In California, the situation for such patients just worsened. AB 1775 is legislation that broadened the rules of mandated reporting, to now include reporting of any use or downloading of child pornography. Mandated reporting laws require therapists and other professionals to report cases of suspected child (and impaired adult) physical, sexual or emotional abuse or neglect. When a child is at risk, confidentiality is waived, a therapist is required to act to protect that child. Now, under the terms of this legislation, therapists must now also report if an individual discloses they have watched “obscene” material involving minors. This law is creating controversy, because, while of course therapists oppose child pornography, many clients they treat may be in therapy to attempt to refrain from sexually offending against a child, and such a rule may make it less likely for such individuals to seek out help. As my friend, and sometimes debate opponent Rob Weiss argues, viewing child pornography is distasteful, but doesn’t appear to increase the chances of a person acting on those urges-disclosing these acts are unlikely to reduce or prevent sexual offenses.

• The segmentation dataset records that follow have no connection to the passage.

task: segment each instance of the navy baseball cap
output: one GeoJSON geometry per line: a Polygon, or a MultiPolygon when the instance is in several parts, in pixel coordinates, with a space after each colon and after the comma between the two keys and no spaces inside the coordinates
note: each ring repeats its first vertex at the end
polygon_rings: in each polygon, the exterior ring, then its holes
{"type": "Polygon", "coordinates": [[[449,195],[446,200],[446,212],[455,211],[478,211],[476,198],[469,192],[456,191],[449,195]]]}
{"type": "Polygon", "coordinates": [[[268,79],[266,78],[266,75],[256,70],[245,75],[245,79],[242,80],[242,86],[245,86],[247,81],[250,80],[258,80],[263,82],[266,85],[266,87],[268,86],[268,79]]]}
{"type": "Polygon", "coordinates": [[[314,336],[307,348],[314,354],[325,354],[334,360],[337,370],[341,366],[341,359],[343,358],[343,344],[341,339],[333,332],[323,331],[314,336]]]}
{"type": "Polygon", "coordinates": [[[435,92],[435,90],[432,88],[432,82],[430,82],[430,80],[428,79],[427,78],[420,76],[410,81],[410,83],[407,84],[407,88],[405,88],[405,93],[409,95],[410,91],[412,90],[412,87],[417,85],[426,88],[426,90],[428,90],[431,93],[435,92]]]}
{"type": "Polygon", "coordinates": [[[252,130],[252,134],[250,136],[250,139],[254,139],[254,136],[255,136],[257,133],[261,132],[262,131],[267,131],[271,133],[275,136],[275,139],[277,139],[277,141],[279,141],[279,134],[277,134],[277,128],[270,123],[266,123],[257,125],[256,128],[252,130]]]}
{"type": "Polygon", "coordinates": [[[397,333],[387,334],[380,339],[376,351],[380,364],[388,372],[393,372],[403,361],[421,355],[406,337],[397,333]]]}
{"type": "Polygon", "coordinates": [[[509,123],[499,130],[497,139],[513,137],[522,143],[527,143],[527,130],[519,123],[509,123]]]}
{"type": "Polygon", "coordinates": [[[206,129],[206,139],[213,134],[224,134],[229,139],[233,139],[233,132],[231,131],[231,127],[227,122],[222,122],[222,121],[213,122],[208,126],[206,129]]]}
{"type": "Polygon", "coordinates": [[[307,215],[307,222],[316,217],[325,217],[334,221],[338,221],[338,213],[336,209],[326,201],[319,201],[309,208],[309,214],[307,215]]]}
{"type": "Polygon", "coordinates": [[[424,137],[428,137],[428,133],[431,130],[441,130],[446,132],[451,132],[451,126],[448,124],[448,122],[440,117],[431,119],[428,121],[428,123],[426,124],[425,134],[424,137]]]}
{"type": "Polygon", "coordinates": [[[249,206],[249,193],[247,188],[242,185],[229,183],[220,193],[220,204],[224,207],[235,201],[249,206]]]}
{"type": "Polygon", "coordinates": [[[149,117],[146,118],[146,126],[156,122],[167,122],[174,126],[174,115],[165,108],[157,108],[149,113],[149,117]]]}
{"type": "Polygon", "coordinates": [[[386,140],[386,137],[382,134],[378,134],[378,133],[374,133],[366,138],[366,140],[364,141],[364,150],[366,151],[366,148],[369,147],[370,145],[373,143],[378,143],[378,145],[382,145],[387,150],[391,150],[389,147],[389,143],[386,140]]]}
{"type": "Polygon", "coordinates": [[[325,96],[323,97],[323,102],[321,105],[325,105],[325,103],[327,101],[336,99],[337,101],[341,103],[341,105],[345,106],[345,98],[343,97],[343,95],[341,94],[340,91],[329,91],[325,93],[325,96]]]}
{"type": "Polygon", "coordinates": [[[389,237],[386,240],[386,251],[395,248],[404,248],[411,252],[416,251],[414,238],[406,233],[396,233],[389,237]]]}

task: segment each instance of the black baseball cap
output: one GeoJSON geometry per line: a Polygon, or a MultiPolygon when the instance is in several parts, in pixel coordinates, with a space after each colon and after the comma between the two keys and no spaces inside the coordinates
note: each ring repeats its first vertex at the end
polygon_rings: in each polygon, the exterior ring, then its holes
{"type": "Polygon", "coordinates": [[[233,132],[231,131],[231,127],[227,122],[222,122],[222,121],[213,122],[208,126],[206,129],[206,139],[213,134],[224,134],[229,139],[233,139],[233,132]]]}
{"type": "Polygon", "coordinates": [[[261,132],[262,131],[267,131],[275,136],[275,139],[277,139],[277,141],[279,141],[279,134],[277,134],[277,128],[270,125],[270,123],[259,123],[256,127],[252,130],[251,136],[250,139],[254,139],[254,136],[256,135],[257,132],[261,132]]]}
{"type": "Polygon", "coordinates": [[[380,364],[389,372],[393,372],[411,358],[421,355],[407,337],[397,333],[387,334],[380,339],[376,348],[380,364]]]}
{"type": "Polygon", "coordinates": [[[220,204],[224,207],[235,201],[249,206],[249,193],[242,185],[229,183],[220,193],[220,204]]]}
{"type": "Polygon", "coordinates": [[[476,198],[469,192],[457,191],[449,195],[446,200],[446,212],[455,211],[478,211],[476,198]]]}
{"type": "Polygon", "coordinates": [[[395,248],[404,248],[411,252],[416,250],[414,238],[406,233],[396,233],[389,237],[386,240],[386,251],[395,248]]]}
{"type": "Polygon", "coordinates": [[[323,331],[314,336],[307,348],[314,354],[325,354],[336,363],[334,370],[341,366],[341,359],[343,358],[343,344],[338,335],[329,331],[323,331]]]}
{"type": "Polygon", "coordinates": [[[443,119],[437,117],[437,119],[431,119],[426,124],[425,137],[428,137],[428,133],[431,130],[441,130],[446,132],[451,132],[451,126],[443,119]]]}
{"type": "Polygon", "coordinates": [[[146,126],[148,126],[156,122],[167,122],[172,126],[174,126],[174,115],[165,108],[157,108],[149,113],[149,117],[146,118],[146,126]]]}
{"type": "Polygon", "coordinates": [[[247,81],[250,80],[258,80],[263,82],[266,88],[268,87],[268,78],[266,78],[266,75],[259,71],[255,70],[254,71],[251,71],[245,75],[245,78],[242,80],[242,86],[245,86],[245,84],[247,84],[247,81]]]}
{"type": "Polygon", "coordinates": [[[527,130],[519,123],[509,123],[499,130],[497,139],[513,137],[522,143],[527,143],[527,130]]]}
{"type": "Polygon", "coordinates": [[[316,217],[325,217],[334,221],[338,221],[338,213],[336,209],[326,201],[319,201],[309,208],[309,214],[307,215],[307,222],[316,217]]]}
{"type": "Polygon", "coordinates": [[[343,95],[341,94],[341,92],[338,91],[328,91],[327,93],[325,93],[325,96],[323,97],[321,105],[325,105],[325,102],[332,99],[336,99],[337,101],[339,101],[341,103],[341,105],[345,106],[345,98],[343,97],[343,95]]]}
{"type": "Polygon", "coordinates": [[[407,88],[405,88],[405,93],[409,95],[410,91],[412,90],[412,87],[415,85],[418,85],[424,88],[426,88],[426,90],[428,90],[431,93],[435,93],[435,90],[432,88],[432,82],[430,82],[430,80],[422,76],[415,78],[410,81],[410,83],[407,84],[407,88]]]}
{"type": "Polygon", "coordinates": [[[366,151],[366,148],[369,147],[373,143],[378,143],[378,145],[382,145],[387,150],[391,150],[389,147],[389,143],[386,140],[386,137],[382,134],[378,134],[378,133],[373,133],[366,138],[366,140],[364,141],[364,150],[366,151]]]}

If a client tells their therapist they committed a crime in the past, whether it is murder, bank robbery, or kidnapping, we can’t violate confidentiality unless there is a person at imminent risk, right now. A colleague once shared with me a story of a therapist who was treating a person, who admitted to committing a murder in the past, and getting away with it. But, another person had been wrongly convicted of the crime, and faced the death penalty. The therapist faced an awful dilemma of violating confidentiality and imperiling their patient, in order to protect the life of an innocent person. These are very serious stakes, and every case is different, requiring careful, judicious consideration.
Confidentiality in the therapy setting is the main reason why therapy works. In this setting, patients can reveal shames, fears, and secrets, and get confidential, nonjudgmental help and support. As the boundaries of confidentiality decrease, people who need help are less likely to seek it out. Instead, they will suffer along in silence and isolation. And sometimes, they may erupt and harm others. There’s currently no evidence that breaking down therapeutic confidentiality truly benefits patients or society. Instead, we are inching away from a long, established history of therapeutic privacy, based on hopeful (wishful) thinking that strong confidentiality is less important than other social and systemic benefits. I encourage therapists and patients to understand and attend to these changes, and to advocate for the importance of protecting information obtained in psychotherapy as “special” for very good reasons.